I've been doing some half-assed house shopping, but since my country's in a bubble right now, I've put it off indefinitely.
From my research and impressions about condos:
- Only buy if you're desperate to own something and just want a place that's "yours", which provides whatever conveniences you would like (e.g. close to fun parts of city or family or work).
- Don't expect to make much/any money, especially if you can't afford a huge downpayment to minimize the mortgage. You will pay maintenance fees (guaranteed to only go up through condo board incompetence and building durability issues). You will also need to pay heating/cooling, electricity, property taxes, mortgage, parking (?), etc. all at the same time. Remember that your building has elevators, huge amounts of glazing, curtain walls, and other things that could go wrong, which you will be volun-told to pay for.
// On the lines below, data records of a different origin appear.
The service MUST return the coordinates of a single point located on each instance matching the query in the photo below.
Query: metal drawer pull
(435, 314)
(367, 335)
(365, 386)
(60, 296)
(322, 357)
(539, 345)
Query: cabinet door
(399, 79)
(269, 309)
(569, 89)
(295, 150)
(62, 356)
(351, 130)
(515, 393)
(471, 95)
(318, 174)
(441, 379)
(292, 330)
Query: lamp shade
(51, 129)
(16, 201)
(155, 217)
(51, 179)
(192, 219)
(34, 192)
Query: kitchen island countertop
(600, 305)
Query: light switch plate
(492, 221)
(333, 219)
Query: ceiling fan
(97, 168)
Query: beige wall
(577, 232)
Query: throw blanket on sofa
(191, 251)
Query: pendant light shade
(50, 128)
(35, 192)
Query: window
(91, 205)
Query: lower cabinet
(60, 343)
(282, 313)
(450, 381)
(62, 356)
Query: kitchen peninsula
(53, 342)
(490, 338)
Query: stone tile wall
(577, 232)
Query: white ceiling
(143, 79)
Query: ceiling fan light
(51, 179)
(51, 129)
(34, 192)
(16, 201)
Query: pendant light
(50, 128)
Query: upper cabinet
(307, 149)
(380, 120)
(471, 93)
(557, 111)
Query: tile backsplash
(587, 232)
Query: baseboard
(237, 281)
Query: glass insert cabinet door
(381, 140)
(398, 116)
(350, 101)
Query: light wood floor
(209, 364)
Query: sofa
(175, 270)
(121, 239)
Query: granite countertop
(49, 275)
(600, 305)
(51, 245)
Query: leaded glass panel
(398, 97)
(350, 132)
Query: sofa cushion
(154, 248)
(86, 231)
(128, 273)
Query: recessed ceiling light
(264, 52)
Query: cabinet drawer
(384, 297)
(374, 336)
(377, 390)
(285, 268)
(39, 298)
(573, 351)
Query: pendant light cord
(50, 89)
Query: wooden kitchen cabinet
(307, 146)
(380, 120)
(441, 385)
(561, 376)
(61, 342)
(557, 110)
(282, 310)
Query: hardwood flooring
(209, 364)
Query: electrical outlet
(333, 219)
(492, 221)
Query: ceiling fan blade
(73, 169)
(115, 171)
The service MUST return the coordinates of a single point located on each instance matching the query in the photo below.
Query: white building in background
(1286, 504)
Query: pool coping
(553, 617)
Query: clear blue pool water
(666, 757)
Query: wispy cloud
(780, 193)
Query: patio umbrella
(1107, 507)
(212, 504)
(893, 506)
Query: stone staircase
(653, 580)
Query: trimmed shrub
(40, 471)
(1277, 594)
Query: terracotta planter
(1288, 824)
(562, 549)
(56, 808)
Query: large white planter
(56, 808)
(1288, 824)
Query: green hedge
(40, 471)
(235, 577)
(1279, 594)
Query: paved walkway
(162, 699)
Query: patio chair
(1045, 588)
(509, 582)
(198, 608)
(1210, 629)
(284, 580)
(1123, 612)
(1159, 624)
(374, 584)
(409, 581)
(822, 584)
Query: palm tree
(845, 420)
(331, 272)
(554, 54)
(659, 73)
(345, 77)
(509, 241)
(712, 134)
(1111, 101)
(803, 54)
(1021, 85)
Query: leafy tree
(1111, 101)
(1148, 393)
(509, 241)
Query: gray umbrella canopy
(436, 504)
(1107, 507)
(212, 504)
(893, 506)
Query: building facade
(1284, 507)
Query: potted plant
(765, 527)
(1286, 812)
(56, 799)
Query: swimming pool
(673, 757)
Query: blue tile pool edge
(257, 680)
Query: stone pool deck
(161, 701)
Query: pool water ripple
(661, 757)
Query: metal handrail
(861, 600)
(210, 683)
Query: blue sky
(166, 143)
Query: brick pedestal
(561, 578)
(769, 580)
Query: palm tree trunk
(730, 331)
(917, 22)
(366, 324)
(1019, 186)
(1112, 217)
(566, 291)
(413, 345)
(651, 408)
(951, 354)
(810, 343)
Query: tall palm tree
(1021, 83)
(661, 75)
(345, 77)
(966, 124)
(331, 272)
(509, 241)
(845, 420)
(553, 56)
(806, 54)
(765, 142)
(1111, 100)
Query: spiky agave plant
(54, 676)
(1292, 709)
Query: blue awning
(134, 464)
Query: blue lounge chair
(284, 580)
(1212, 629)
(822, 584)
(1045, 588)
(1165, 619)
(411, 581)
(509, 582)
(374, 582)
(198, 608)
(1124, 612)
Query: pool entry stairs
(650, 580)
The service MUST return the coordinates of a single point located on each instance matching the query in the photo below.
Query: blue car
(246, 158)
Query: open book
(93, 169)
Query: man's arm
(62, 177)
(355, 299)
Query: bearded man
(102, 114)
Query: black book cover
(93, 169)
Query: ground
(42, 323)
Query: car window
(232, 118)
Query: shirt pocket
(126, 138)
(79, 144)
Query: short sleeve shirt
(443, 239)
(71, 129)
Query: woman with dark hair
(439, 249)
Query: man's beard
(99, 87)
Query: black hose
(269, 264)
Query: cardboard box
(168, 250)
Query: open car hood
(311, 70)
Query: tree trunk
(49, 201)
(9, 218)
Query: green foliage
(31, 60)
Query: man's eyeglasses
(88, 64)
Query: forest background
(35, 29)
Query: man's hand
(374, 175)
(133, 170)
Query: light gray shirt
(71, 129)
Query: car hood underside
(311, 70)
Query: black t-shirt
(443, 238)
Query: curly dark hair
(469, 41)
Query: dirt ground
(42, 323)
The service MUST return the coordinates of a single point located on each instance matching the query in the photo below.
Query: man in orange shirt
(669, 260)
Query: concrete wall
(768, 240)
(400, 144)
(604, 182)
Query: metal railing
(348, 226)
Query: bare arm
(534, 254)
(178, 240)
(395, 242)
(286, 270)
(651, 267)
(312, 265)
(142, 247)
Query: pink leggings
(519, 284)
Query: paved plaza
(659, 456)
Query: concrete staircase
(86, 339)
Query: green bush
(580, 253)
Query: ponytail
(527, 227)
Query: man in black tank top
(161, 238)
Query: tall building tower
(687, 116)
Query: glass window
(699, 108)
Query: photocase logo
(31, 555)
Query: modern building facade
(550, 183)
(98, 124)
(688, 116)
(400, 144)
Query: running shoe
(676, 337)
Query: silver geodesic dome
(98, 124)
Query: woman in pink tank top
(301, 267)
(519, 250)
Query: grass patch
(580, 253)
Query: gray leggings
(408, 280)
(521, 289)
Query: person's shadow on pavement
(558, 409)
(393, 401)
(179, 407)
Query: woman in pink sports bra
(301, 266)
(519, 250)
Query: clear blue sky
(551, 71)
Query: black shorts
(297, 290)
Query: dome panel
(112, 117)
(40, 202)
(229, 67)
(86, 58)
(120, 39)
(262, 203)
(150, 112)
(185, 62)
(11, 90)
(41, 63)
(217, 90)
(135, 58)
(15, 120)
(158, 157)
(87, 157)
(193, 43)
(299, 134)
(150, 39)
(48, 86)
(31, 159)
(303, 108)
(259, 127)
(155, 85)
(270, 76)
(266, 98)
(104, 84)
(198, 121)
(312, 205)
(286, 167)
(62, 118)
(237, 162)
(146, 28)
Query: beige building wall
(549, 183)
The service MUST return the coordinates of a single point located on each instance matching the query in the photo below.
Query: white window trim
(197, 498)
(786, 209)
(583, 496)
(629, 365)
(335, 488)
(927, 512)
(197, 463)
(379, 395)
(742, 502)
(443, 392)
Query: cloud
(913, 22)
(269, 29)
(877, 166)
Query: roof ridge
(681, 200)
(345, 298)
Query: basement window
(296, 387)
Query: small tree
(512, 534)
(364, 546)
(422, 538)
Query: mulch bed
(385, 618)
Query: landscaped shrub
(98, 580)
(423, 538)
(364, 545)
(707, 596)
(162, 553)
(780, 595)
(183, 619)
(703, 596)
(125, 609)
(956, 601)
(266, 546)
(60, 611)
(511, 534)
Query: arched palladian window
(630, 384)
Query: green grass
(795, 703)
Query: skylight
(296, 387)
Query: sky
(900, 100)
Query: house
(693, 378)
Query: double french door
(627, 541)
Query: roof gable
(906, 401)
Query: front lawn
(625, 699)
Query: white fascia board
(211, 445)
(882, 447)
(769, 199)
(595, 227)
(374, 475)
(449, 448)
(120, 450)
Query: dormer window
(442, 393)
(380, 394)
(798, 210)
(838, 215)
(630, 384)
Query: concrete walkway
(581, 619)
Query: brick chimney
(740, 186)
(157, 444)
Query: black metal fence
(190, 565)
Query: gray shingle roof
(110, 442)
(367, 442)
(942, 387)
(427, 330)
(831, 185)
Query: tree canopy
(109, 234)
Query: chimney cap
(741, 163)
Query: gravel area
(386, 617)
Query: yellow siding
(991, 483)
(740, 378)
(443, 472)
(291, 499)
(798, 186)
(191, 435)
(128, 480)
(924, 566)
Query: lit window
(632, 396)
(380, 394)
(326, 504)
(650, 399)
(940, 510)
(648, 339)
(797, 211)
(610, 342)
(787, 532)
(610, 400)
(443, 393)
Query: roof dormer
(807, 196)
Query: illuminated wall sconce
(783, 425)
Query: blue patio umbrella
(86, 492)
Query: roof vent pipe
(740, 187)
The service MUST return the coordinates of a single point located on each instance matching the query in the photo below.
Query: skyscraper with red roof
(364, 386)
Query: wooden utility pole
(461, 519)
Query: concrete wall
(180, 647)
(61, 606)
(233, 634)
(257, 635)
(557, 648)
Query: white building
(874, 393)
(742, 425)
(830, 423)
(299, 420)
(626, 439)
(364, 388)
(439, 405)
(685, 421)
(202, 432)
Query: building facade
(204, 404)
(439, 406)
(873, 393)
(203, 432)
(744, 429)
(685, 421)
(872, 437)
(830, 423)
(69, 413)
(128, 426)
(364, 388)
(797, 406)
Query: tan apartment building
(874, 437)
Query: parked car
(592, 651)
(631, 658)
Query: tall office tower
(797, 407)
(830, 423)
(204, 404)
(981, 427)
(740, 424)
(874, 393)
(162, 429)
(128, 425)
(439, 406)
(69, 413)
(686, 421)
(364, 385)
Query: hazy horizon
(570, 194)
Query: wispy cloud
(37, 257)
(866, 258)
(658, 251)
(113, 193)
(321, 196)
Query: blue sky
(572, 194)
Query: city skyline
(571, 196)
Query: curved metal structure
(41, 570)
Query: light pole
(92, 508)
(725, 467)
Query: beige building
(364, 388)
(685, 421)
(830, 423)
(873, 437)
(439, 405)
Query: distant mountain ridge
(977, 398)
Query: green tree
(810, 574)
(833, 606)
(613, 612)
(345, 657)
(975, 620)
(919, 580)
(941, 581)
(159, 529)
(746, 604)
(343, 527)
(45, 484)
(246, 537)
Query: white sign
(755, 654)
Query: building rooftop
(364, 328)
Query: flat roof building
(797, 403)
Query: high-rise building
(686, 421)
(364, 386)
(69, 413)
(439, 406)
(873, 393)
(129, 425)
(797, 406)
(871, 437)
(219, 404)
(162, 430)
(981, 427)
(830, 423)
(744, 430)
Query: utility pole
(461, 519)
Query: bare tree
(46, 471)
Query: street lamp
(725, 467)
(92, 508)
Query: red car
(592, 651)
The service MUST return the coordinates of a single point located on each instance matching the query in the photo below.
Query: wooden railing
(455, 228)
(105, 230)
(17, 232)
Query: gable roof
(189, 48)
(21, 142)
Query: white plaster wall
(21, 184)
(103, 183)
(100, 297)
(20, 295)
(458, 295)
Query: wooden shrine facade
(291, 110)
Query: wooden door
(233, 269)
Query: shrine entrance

- If one of your 50+ neighbours is stupid and burns down the building, or burns enough of it that your unit is affected, you will have to pitch a tent on your "land" jammed in with 10+ floors of people... Or learn to fly.
I've watched condos in my city balloon up to stupid prices: 2 bedrooms go for the same price as a semi-detached or row house (roughly same area) in the $400k to $500k range. They also carry $500+ monthly maintenance fees. Lot of units just sit on the listings for months, sometimes they disappear and reappear months later for a similar price.
Resale is also risky. The condo boom in my city has created half-a-dozen 20+ storey towers within the same block in some areas. I laugh watching the retail listings show 60+ 1-bed or 2-bed units for sale within a block of each other. No, they don't sell for months, if at all. The bigger the building, the more competition you have, and I've rarely seen towers go up alone in an area, so you're competing with neighbouring towers too.
Unless you're in New York, or some other super dense city with virtually no land left for development, the condo is essentially the new "starter home" or the "not quite a house". And over time, I have trouble believing that people are going to say that your cookie-cutter concrete construction condo churned out by a huge developer has heritage/historic appeal.